Когда он ушел довольно далеко от яранг, и его фигура отчетливо выделялась на снегу, кто-то из чукчей «принял» его за беглеца из лагеря и стрелял из винтовки с расстояния 800-900 метров. Лапонин с трудом доковылял до автотрассы с простреленным бедром. Обо всем этом мне рассказали мои друзья-чукчи. Я подумал, что этот Лапонин, потенциальный убийца, все же почувствовал на своей шкуре, что такое пуля, входящая в собственное тело.

Однажды, когда я работал на 47 км. заведуя медицинским участком автотрассы (200 км.), ко мне пришел Ымтыкай Тимофей, младший из сыновей старика Энлё. Он взволнованно сказал мне, что в тундре пропали его старшие братья – Готгыргын и Нанай. Было лето, погода стояла на редкость хорошая. Оба брата даже без огнестрельного оружия пошли проведать пасущихся в тундре своих и колхозных оленей. И вот два опытных оленевода-охотника бесследно исчезли. Ымтыкай выразил опасение, не убили ли их беглецы. Его обычно бесстрастное лицо, как у большинства северных народов – чукчей, эскимосов и канадских индейцев, явно выражало тоску предчувствия беды. Мы все, в том числе и чукчи, были оповещены о побеге группы заключенных с Красноармейского. Опять ушел Чебунин, а с ним Кириченко, Мартюшев и Фомин. Только Фомин не был в полном смысле отпетым уголовником. В прошлом военный летчик, он что-то натворил на военной службе и получил срок. Кириченко имел на Украине брата, крупного партийного работника, который писал лагерному начальству: «Держите мерзавца полный срок на тяжелых работах». Об этом мне говорили лагерные работники, офицеры. Ымтыкай звал меня в тундру искать его братьев и, если удастся, рассчитаться с беглецами. Ымтыкай интуитивно чувствовал, что братья убиты. Но у меня был больной, которого я должен был отвезти в Певек, и я сказал Ымтыкаю, что, в случае встречи в тундре с людьми, надо приказать им поднять руки вверх. У Мартюшева на правой руке нет двух пальцев. Я сам их когда-то на прииске ампутировал. «Вот тогда вы можете их всех перестрелять», – добавил я. Но охрана поймала всех четверых в людном месте, на стоянке катеров, и пристреливать их постеснялась. Беглецы думали захватить катер и морем добраться до Аляски. А мать Ымтыкая, движимая, мне трудно об этом говорить, материнским инстинктом, нашла своих убитых заколотых ножами – сыновей в неглубоком ручье, протекавшем по тундре.

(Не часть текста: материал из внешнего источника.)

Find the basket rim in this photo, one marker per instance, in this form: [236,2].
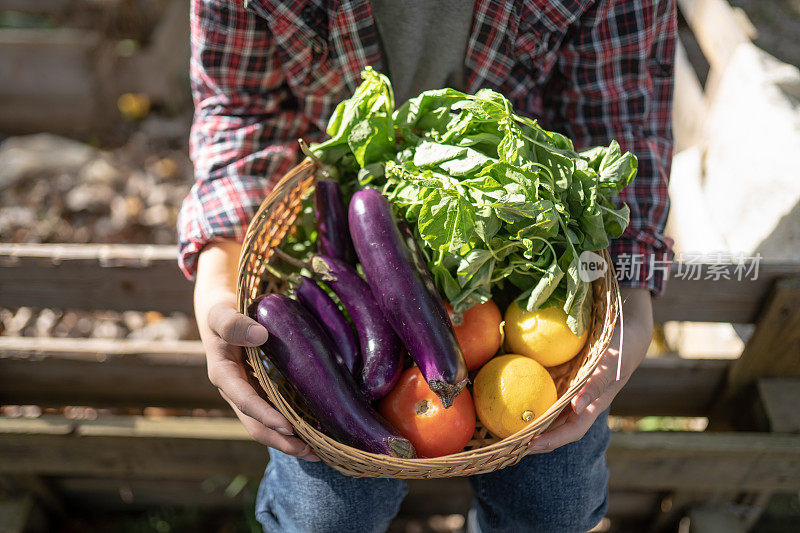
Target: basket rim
[505,446]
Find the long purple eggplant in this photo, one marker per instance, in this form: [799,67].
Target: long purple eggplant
[381,349]
[333,236]
[417,314]
[299,348]
[333,322]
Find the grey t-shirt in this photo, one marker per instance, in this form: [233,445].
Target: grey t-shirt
[423,43]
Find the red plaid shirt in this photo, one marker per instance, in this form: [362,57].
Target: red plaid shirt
[266,72]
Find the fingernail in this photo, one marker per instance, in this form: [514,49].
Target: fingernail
[581,404]
[256,335]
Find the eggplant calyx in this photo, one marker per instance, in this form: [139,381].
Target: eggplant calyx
[457,319]
[402,448]
[445,391]
[322,269]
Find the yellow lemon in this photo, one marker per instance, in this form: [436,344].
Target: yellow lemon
[542,335]
[510,392]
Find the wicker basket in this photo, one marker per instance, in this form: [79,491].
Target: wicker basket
[269,226]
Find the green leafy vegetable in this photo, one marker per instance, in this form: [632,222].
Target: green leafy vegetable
[493,198]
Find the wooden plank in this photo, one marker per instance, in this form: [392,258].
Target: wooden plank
[129,494]
[704,461]
[16,514]
[774,348]
[198,449]
[105,373]
[671,386]
[202,448]
[780,398]
[113,277]
[706,293]
[717,28]
[31,61]
[130,373]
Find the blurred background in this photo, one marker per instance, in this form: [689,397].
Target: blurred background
[107,421]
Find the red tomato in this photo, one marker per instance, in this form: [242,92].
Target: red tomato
[478,332]
[418,414]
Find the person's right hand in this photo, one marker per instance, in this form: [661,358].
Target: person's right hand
[224,331]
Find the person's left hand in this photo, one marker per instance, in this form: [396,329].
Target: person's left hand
[595,397]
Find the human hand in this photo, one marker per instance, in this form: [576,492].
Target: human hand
[595,397]
[224,331]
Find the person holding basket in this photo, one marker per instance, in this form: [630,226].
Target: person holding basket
[267,72]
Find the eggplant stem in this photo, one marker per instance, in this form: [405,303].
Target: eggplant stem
[402,448]
[283,256]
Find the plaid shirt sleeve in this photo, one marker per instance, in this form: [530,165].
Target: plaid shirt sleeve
[613,80]
[245,128]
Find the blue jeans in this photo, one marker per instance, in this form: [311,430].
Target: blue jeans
[561,491]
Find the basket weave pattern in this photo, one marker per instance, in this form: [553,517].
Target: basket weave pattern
[484,453]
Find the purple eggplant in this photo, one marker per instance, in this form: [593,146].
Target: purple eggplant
[303,353]
[417,314]
[333,237]
[333,322]
[381,349]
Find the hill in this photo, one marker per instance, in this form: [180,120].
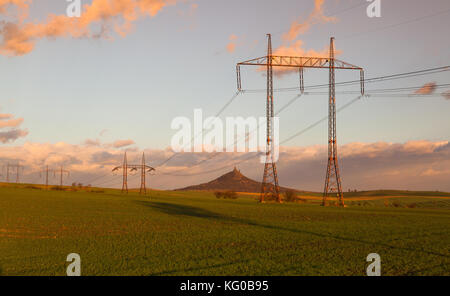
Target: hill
[233,180]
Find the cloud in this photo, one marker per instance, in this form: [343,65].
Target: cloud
[11,122]
[123,143]
[90,142]
[12,135]
[315,17]
[293,46]
[426,89]
[5,116]
[19,36]
[7,121]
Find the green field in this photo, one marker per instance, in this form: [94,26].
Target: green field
[193,233]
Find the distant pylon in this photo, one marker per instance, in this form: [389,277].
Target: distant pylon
[143,189]
[46,170]
[332,179]
[125,174]
[17,167]
[7,173]
[270,188]
[61,174]
[134,167]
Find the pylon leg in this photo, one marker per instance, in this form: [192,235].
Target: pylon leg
[269,187]
[332,180]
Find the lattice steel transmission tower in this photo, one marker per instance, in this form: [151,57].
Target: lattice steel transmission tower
[62,172]
[134,167]
[46,171]
[331,64]
[124,168]
[18,167]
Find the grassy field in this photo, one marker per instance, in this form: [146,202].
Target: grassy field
[193,233]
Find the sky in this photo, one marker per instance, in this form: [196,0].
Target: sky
[79,92]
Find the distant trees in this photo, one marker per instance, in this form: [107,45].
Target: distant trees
[226,194]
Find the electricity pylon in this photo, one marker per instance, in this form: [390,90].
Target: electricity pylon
[45,171]
[124,168]
[134,167]
[14,166]
[62,171]
[330,63]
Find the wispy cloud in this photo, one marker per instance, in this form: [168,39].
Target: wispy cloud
[8,122]
[19,36]
[123,143]
[12,135]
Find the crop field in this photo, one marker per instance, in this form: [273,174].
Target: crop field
[194,233]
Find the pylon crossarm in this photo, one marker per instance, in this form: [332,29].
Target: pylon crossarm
[299,62]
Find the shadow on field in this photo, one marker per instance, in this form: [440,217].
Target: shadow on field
[183,210]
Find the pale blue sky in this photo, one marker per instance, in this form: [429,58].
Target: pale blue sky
[71,89]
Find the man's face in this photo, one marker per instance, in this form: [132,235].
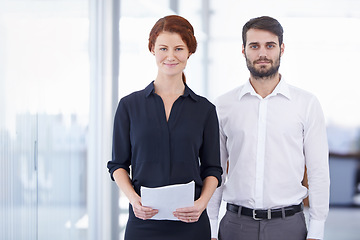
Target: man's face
[262,53]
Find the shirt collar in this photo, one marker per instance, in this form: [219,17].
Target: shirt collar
[149,90]
[281,88]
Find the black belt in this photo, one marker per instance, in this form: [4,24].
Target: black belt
[266,214]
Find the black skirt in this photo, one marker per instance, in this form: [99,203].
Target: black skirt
[138,229]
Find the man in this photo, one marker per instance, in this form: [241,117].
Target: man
[269,132]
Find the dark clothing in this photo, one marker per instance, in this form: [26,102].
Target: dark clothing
[160,152]
[167,230]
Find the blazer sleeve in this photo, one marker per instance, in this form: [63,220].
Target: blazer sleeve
[121,146]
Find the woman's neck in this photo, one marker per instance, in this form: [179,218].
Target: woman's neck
[169,86]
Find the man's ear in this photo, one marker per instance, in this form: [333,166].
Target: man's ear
[282,48]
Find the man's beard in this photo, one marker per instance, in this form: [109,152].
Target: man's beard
[262,72]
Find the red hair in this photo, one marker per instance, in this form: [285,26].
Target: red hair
[174,24]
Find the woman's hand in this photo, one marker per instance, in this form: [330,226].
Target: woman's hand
[190,214]
[141,211]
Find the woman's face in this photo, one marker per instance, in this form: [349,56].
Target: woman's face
[171,53]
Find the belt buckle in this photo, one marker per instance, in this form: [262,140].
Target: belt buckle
[257,219]
[254,215]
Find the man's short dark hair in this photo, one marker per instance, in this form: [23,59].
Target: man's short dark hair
[264,23]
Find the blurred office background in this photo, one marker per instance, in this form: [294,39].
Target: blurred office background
[64,65]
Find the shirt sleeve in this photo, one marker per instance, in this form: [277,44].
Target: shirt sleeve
[317,163]
[210,152]
[121,149]
[215,202]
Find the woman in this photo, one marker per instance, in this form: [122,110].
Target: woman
[168,135]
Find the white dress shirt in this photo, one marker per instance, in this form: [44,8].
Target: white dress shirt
[267,143]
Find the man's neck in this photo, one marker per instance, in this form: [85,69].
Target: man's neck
[265,86]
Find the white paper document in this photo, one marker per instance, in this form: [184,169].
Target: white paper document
[167,199]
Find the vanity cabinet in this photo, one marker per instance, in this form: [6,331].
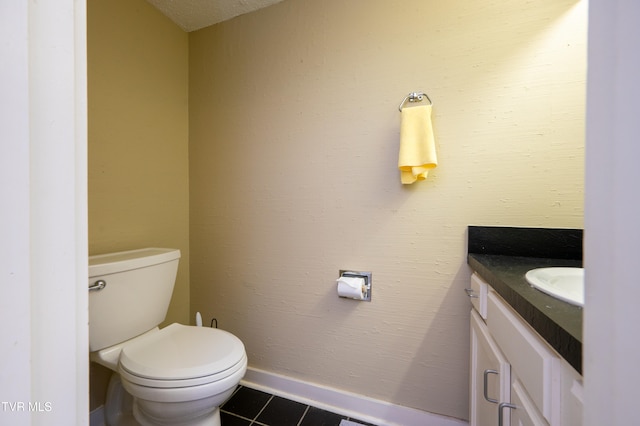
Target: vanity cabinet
[516,377]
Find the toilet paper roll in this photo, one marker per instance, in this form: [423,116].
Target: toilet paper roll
[351,287]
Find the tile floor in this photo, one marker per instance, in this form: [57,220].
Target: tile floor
[250,407]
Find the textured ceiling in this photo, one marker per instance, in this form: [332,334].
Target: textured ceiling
[191,15]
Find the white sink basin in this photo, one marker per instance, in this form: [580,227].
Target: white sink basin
[566,284]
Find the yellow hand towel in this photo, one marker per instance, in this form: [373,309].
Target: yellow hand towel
[417,146]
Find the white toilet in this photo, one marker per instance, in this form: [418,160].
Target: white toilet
[178,375]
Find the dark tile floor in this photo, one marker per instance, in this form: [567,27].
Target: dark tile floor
[252,407]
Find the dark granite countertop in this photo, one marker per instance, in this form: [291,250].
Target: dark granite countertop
[502,256]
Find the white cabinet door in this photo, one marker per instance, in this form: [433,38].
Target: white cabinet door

Убийцы получили срок, содержались в особом бараке для большесрочников, а потом под конвоем выводились на горные работы. А я потерял двух друзей, двух братьев-чукчей. Но не потерял веру в неотвратимость возмездия за содеянное. Давно в моем сознании родился афоризм: «жизнь – это преодоление». И чтобы выжить в условиях, куда меня ввергло «правосудие» эпохи «великого и мудрого вождя и учителя», надо найти в себе силы преодолевать, бороться. Бороться с ударами судьбы, с потерей друзей, с гибелью тех, кому сочувствуешь, кого жалеешь всем своим сердцем. Злоба и жестокость должны быть наказаны, а ты сумей побороть, преодолеть беду и горе потери.

Хочу сказать, что эта глава моего повествования в изложении эпизодов, воскрешенных в моей памяти, не следует хронологии событий. Писал о том, что вспомнилось.